Inline Critical CSS is an optimization that impacts our CSP (Content Security Policy):
style-src-elem 'unsafe-inline'; // For Inlining critical CSS
script-src 'unsafe-inline'; // For Delaying non-critical CSS
To understand why it is necessary, let's take a look at these practices.
Inlining critical CSS
During the build process, Angular extracts first all CSS resources that block the rendering. Once critical CSS are extracted, Angular inlines them directly in the index.html
file. In order to authorize inline CSS, we have to add the following content in our CSP:
style-src-elem 'unsafe-inline';
With this configuration, our CSP is not able to block CSS injections anymore. This problem is not new since inline CSS is used by Angular for Component Style. So, inlining critical CSS should not further affect our CSP.
Delaying non-critical CSS
After inlining critical CSS, the rest can be postponed. However, HTML and CSS don't support asynchronous loading for CSS files. To circumvent this issue, there is an Angular trick to load non-critical CSS asynchronously using media
attribute:
<link rel="stylesheet"
href="styles.1d6c8a3b8017c43eaeda.css"
media="print"
onload="this.media='all'">
Media type (print
) doesn’t match the current environment, so the browser decides that it is less important and loads the stylesheet asynchronously, without delaying the page rendering. On load, we change media type so that the stylesheet gets applied to screens. In order to authorize event handlers that run inline script, we have to include the following content in our CSP:
script-src 'unsafe-inline';
This configuration almost defeats the purpose of CSP, thus we could be exposed to XSS attacks.
How to fix this?
For security purposes, inline critical CSS must be disabled to keep a strict CSP.
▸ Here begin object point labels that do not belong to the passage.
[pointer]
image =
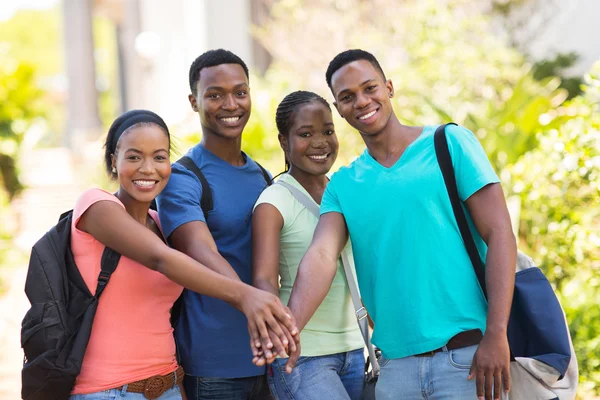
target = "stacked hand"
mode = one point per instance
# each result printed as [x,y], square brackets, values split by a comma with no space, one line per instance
[271,325]
[491,367]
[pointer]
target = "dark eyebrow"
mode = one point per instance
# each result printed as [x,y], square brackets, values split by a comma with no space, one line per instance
[347,90]
[140,152]
[239,85]
[310,126]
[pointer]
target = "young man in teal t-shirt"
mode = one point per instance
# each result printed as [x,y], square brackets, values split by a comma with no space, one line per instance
[438,336]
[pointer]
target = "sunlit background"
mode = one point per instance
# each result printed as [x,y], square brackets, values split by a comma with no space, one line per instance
[522,74]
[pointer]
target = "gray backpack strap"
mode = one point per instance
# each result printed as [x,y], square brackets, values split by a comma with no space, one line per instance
[360,311]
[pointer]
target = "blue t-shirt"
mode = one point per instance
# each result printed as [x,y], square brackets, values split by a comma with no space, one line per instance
[413,271]
[212,336]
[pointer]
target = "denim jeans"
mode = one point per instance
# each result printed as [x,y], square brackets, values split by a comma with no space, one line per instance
[252,388]
[441,376]
[123,394]
[332,377]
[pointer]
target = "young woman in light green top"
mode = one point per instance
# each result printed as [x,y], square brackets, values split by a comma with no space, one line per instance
[332,362]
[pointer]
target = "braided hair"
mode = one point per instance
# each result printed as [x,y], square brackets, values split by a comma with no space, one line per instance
[284,117]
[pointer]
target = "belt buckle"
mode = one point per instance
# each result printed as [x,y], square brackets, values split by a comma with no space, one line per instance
[155,387]
[426,354]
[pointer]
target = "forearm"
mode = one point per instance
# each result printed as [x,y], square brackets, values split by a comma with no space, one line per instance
[315,275]
[500,279]
[183,270]
[267,285]
[211,258]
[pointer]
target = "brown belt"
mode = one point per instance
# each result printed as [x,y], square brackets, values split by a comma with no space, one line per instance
[155,386]
[460,340]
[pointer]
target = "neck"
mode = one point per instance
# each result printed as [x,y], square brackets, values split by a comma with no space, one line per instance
[229,150]
[313,184]
[392,140]
[137,210]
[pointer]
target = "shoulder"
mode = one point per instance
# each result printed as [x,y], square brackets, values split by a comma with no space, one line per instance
[92,196]
[457,134]
[276,195]
[254,165]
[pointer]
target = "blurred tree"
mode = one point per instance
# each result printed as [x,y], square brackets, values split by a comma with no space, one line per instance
[20,105]
[559,181]
[556,67]
[444,60]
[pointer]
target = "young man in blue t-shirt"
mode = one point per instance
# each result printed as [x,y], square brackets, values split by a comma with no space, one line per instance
[414,274]
[212,336]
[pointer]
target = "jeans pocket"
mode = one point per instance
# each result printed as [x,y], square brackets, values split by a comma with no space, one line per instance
[383,361]
[462,358]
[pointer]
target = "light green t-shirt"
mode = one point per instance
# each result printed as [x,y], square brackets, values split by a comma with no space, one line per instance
[333,327]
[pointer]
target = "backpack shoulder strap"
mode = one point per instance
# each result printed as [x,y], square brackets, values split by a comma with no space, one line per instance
[206,201]
[265,174]
[359,310]
[445,162]
[110,260]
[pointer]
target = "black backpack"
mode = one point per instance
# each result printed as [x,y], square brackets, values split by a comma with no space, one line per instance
[206,201]
[56,329]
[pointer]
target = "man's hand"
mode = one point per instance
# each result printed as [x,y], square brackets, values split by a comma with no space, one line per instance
[261,357]
[291,362]
[266,312]
[491,366]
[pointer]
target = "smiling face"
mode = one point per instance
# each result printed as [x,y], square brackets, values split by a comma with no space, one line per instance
[362,97]
[311,145]
[222,99]
[142,162]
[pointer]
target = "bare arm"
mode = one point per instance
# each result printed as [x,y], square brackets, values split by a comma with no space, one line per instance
[490,215]
[316,272]
[267,223]
[112,226]
[318,267]
[195,240]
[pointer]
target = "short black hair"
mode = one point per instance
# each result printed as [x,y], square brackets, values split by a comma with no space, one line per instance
[286,110]
[348,56]
[213,58]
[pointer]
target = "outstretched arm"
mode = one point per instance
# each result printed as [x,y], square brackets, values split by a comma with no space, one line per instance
[267,223]
[316,271]
[195,240]
[112,226]
[491,364]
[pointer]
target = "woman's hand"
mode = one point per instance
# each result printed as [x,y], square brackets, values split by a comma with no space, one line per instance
[270,324]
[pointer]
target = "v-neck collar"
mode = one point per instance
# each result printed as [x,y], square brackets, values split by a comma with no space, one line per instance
[402,157]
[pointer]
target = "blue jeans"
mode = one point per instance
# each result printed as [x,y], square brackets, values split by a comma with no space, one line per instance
[252,388]
[123,394]
[332,377]
[441,376]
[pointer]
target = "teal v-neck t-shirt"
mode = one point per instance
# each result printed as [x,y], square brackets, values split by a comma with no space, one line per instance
[413,271]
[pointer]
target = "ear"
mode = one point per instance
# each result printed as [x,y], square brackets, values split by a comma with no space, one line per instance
[338,109]
[390,86]
[283,142]
[193,102]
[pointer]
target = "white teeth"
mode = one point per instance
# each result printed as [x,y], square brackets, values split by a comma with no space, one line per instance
[368,115]
[145,183]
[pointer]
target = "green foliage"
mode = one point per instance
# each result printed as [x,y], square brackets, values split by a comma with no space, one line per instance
[556,67]
[559,184]
[20,105]
[446,64]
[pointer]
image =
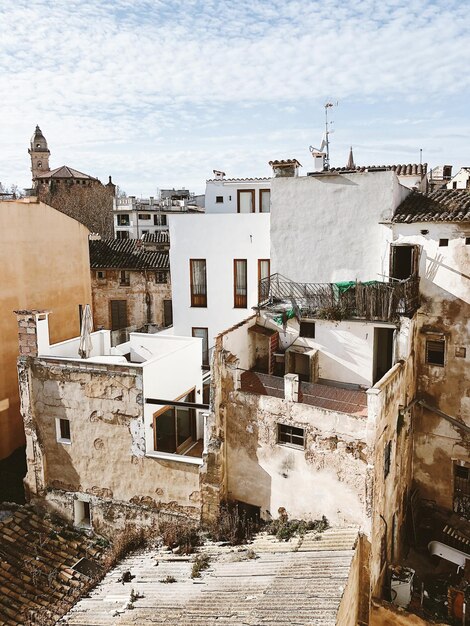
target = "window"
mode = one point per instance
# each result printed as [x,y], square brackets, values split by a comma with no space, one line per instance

Inline critical CSS is a new optimization introduced in Angular 11.1. However it was disabled by default. This optimization is now enabled by default in v12 and you have to set inlineCritical
to false
in angular.json
for each configuration:
{
"configurations": {
"production": {
"optimization": {
"scripts": true,
"styles": {
"minify": true,
"inlineCritical": false
},
"fonts": false
}
}
}
}
With this configuration, Angular includes CSS as before:
<link rel="stylesheet" href="styles.css">
And we don't have to weaken our CSP!
Top comments (2)
Thanks for the wonderful article. My question is how do you deal with improving FCP and fixing FOUC while keeping CSP configurations secure?
For my small app (65000 loc), disabling inline critical CSS increases FCP of 0.2 second.
It's not a big deal in my case because it was an internal application for employees.
This is a trade off between security and performance.
Personally, I’m waiting for a better way to load CSS asynchronously.
script tag has
async
ordefer
attributes, it could be the same for CSS but not.